SHORT STORIES OF JACK LONDON. Edited by Earle Labor, Robert C. Leitz, III, and I. Milo Shepard, New York: Macmillan, 738 pp., $35. `THE greatest story Jack London ever wrote was the story he lived,'' observed literary critic Alfred Kazin. For many of us, that has become the conventional wisdom. Jack London is widely understood as a traveler-adventurer who also wrote - the forebear of an American type culminating in Ernest Hemingway.

Before he was 20, Jack London had spent seven months on a sealing schooner and 30 days in the Erie County (N.Y.) Penitentiary for vagrancy. In between, he worked in a cannery, a jute mill, a power plant, and a laundry. In 1897, he joined the rush of gold seekers who trekked to the Yukon.

Even after 1900, when his literary reputation rivaled that of Mark Twain, and the accompanying financial reward freed him from hack work, he journeyed and wrote ceaselessly - about 1,000 words a day. During his 43-year lifetime he visited Polynesia, Melanesia, Australia, Korea, Manchuria, Jamaica, Ecuador, Panama, and Mexico, and produced 59 works, including plays, essays, and sociological studies as well as novels and short stories.
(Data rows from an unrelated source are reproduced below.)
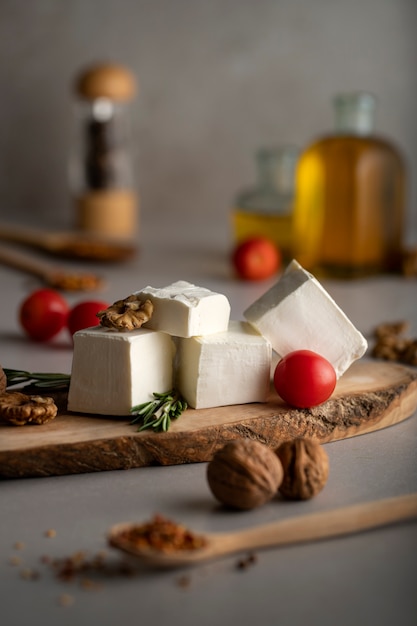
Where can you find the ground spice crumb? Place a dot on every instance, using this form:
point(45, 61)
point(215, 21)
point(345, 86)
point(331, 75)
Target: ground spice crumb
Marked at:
point(162, 534)
point(184, 582)
point(29, 574)
point(88, 584)
point(247, 561)
point(46, 559)
point(66, 600)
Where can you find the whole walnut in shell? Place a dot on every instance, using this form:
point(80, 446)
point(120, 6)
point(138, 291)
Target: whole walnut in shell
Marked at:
point(244, 474)
point(306, 468)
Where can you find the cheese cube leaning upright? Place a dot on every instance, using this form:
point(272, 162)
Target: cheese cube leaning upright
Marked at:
point(113, 371)
point(226, 368)
point(297, 313)
point(185, 310)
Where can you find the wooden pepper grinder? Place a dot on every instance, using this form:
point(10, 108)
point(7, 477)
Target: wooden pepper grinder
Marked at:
point(101, 168)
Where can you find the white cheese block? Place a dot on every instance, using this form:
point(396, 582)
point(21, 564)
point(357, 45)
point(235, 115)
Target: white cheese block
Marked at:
point(184, 310)
point(231, 367)
point(297, 313)
point(113, 371)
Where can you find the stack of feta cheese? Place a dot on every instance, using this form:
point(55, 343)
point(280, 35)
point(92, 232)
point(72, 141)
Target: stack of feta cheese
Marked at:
point(190, 343)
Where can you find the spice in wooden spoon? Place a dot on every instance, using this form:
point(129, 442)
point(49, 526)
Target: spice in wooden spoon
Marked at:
point(53, 277)
point(162, 543)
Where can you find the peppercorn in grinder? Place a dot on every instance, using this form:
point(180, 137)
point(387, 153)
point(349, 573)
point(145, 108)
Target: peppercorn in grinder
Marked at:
point(102, 176)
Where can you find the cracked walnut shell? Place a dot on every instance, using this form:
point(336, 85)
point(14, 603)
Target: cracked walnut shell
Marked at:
point(244, 474)
point(306, 468)
point(19, 409)
point(128, 314)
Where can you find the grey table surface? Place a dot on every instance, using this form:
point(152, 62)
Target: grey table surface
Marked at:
point(363, 579)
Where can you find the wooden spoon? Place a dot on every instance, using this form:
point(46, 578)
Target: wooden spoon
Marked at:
point(50, 275)
point(312, 527)
point(75, 245)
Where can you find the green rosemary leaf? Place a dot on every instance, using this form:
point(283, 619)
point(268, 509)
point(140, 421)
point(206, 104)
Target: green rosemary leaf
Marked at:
point(158, 413)
point(37, 379)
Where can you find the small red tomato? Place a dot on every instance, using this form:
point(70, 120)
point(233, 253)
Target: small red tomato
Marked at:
point(43, 314)
point(256, 258)
point(84, 315)
point(304, 379)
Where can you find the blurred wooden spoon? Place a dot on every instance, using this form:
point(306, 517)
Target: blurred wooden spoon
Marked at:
point(69, 244)
point(312, 527)
point(48, 274)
As this new, thoughtful edition of London's stories amply shows, his short stories outpaced his sometimes pokey novels. Simultaneously concise and complex, these intricate stories frequently deliver passages with the rude wallop of a cold towel.
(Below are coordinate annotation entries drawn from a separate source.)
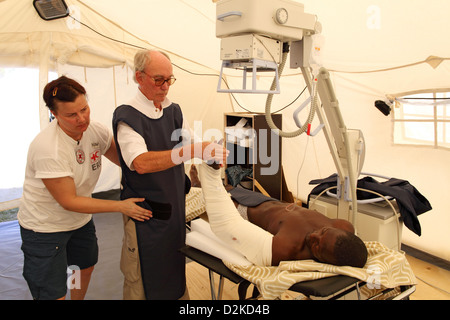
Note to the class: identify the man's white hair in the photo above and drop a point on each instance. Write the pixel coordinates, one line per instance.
(142, 58)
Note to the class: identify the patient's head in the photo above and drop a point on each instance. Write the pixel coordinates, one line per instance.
(337, 247)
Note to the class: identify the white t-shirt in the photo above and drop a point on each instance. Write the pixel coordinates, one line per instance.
(53, 154)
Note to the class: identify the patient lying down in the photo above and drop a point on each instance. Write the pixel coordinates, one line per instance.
(277, 231)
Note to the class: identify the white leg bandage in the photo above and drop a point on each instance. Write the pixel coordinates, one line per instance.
(227, 224)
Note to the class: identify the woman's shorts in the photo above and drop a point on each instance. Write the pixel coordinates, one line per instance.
(47, 257)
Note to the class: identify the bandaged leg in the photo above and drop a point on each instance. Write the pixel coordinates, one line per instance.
(227, 224)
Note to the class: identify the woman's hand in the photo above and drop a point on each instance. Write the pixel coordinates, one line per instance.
(131, 209)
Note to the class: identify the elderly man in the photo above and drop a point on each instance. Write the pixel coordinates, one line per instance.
(152, 167)
(276, 231)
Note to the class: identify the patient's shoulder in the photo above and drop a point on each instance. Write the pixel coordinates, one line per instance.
(343, 225)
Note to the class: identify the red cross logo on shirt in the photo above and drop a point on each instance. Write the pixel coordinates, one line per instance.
(94, 156)
(79, 154)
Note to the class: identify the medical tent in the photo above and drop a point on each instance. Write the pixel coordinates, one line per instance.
(374, 50)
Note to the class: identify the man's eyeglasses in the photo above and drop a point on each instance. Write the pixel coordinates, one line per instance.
(159, 81)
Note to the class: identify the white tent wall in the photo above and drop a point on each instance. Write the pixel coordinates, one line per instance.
(361, 35)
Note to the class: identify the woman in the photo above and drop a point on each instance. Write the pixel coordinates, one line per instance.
(63, 167)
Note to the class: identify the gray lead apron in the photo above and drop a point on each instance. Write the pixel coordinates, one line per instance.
(160, 238)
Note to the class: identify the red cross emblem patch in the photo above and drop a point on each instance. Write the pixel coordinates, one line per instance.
(79, 154)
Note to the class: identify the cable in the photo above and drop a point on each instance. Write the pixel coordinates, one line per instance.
(312, 112)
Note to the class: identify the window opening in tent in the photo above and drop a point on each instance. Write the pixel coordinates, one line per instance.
(423, 119)
(19, 124)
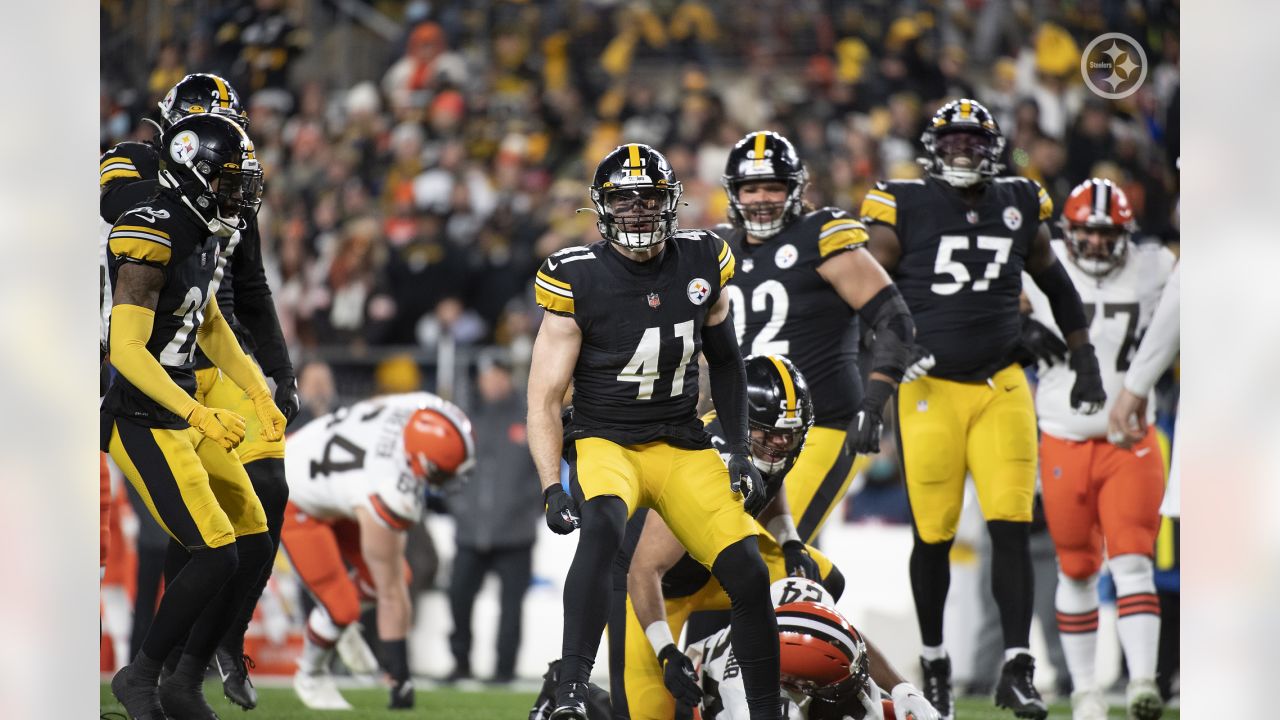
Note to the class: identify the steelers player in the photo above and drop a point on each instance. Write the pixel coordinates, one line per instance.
(626, 320)
(128, 176)
(165, 259)
(956, 245)
(661, 584)
(801, 278)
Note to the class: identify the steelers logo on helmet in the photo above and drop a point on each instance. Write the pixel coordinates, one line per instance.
(780, 413)
(963, 144)
(760, 162)
(1098, 222)
(635, 194)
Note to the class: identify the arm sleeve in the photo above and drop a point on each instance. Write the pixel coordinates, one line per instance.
(131, 327)
(1160, 345)
(218, 341)
(727, 381)
(255, 306)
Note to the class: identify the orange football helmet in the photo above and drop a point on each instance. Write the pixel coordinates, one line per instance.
(1098, 220)
(821, 654)
(439, 442)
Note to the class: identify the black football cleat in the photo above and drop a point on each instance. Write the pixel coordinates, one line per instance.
(937, 686)
(141, 701)
(1016, 688)
(184, 702)
(233, 669)
(570, 702)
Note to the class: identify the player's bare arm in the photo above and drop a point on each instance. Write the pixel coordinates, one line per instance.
(383, 551)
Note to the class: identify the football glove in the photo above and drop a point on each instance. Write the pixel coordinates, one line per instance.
(1037, 342)
(220, 425)
(918, 364)
(287, 396)
(743, 472)
(1087, 393)
(562, 515)
(268, 414)
(799, 563)
(909, 703)
(677, 674)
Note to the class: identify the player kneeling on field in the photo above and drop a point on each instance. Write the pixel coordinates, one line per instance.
(356, 484)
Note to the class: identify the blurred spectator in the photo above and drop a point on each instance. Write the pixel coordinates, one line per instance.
(497, 510)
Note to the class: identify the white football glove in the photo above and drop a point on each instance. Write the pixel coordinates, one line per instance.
(909, 703)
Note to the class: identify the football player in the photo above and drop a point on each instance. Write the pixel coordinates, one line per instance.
(830, 670)
(357, 482)
(956, 245)
(801, 278)
(164, 260)
(661, 584)
(128, 176)
(1096, 493)
(626, 319)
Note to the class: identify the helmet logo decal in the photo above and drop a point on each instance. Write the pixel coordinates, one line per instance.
(183, 147)
(786, 256)
(698, 291)
(1013, 218)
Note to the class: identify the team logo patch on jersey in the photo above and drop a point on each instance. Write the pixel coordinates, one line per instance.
(1013, 218)
(698, 291)
(786, 256)
(183, 147)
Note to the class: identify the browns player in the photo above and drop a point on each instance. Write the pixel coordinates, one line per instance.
(1095, 492)
(956, 245)
(357, 483)
(626, 320)
(128, 176)
(164, 259)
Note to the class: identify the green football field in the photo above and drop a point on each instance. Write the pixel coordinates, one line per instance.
(280, 703)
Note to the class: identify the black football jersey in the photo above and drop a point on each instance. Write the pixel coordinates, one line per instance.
(960, 269)
(636, 374)
(164, 233)
(782, 306)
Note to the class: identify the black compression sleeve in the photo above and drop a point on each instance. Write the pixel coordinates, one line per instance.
(727, 381)
(1063, 299)
(895, 331)
(255, 308)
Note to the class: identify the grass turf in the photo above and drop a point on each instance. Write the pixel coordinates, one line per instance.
(370, 703)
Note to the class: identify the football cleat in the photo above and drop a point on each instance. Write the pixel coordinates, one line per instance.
(141, 701)
(937, 686)
(1143, 701)
(1016, 688)
(184, 702)
(233, 669)
(570, 702)
(318, 691)
(1088, 705)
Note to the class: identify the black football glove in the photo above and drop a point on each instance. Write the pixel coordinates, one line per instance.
(799, 563)
(287, 396)
(743, 472)
(561, 510)
(1040, 343)
(1087, 393)
(677, 674)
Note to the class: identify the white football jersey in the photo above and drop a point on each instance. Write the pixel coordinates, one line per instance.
(1119, 308)
(355, 458)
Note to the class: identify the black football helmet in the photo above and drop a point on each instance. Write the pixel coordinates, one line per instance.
(780, 413)
(963, 131)
(764, 155)
(635, 194)
(208, 149)
(201, 92)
Describing a trek through the Klondike, London writes: ``The sleds groaned by on their steel-shod runners, and the dogs strained low in the harnesses in which they were born to die.'' Responding to the twin spurs of literary naturalism and Darwinian evolutionism, London conjured a harsh and hostile environment.

London's novels often sagged into sentimentality, but his short stories seldom did. Good men, like Otoo in ``The Heathen,'' and whiney, morally lax grumblers like the effete urbanites of ``In a Far Country,'' all die miserable deaths. But especially as he grew older, visions of pitiless nature - ``romanticism on all fours'' as Irving Babbitt called it - interested London less and less. The socialism he espoused in his novel, ``The Iron Heel'' also paled, and was replaced by an enthusiasm for the psychological theories of Carl Gustav Jung.

Writing to his wife about Jung's ``Psychology of the Unconscious,'' London explained: ``I tell you I am standing on the edge of a world so new, so terrible, so wonderful, that I am almost afraid to look over into it.'' A Jungian sense of humankind's collective unconscious inculcates ``The Water Baby,'' the last story London wrote. In it, John Lakana (the Hawaiian name for Jack London) persists in baiting an old fisherman, Kohokumu, who tells far-fetched tales and relates dreams as if they were real events. Kohokumu retorts: ``Dreams go deep, all the way down, maybe to before the beginning.''

One could even argue that Jungian dynamics propel many of the stories London wrote before the ``Psychology of the Unconscious'' was published. For example, ``The Night-Born,'' an intricate story-within-a-story about a white woman who lives among the Indians, dramatizes the human quest for spiritual fulfillment in a way that the psychologist would later codify.

If you haven't looked at Jack London's writing since the threat of a pop quiz dulled your appreciation of ``The Call of the Wild,'' this new edition offers an opportunity to visit London as a grown-up. It comes equipped with a genuinely informative introduction written by individuals whose appreciation of London's gifts is palpable.

Like many writers who wrote short stories in the golden age of magazines, London knew his market. Psychological nuances and motives had to be, in his words, ``underlying.'' ``The superficial reader will get the love story and the adventure; while the deeper reader will get all this, plus the bigger thing lying underneath,'' he wrote in 1903. In this engrossing sampler of London's short stories, one gets enough of the ``bigger things lying underneath'' to instigate a sea change in the appreciation of this major American writer.